Last season Grace was quietly effective for the Nationals, producing a 4.32 ERA, 1.360 WHIP and 31 strikeouts against 18 walks over 50 innings pitched. An 8th round pick by Washington in the 2010 MLB Draft from UCLA, Grace steadily rose through Washington’s minor league system before reaching the majors in 2015. The 29-year-old Grace does a solid job minimizing home runs and inducing ground balls, with a career 61.1% ground ball ratio.
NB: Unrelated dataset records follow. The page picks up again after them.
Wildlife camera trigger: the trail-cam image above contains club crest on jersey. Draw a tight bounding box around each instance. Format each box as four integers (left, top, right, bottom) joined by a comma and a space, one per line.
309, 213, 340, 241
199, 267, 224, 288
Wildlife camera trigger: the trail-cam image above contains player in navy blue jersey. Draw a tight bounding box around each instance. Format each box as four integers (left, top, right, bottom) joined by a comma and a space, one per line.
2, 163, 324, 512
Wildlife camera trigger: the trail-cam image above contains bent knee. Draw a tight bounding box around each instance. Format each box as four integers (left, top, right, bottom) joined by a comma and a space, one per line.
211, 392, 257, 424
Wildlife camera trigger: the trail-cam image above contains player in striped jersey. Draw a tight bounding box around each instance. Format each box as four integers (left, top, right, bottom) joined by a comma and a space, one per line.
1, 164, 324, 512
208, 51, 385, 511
Grace is especially effective against left-handed hitters, allowing a meager .232/.315/.235 batting line in 2017.
In addition, Grace brings a unique element to the Nationals’ relief corps, notably his ability to throw multiple innings, as he threw 2 or more innings 8 separate times in 2017. Grace does not overwhelm with his pure stuff, as his sinking fastball sits around 91mph and he has a good, but not great slider; however he locates his pitches well and has some natural deception in his delivery to disrupt opposing hitters’ rhythm.
Now the 2018 season has arrived and Washington has a new, forward-thinking manager Dave Martinez at the helm. And certainly there is little question that Washington’s “A bullpen” consists of Brandon Kintzler in the 7th, Ryan Madson in the 8th and Sean Doolittle serving as the closer to finish games. However, the inconsistency of fellow left-handed relievers Enny Romero and Sammy Solis leaves an obvious void in Washington’s bullpen for a left-handed relief specialist. Furthermore, the composition of Washington’s current bullpen lacks anyone experienced pitching multiple innings on a consistent basis. Already this season we have seen Martinez use Grace in four of the team’s first six games, both in a multi-inning role to finish a game and in the middle innings to combat a tough left-handed hitter.
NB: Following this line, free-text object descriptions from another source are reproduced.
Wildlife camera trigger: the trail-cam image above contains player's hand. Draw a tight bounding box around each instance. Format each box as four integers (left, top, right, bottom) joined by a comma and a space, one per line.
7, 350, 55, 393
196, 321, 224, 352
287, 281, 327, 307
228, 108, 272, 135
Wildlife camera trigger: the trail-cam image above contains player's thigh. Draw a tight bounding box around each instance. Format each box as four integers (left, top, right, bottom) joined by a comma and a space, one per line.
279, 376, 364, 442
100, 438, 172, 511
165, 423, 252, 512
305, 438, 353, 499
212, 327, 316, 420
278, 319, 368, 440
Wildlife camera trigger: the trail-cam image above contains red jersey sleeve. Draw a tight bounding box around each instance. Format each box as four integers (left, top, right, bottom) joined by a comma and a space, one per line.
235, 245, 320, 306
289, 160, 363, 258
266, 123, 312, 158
The National League East is filled with many top left-handed batters, namely Freddie Freeman, Jay Bruce and Michael Conforto – Matt Grace should see plenty of opportunities this summer to try and neutralize these talented lefties. Also, Washington’s lack of a solid #5 starter and the absence of a true long-reliever should also give Grace multiple opportunities to pitch this season. Therefore, the team’s bullpen will be counting on Grace’s ability to both neutralize quality left-handed hitters and occasionally pitch multiple innings in 2018.
Much like a Swiss Army Knife, you do not realize how valuable Matt Grace’s versatility is until you need him and Washington will be counting on him as a vital component of their relief corps this season. Now, is there any chance we can convince him to enter each game to a loud “shushing” sound?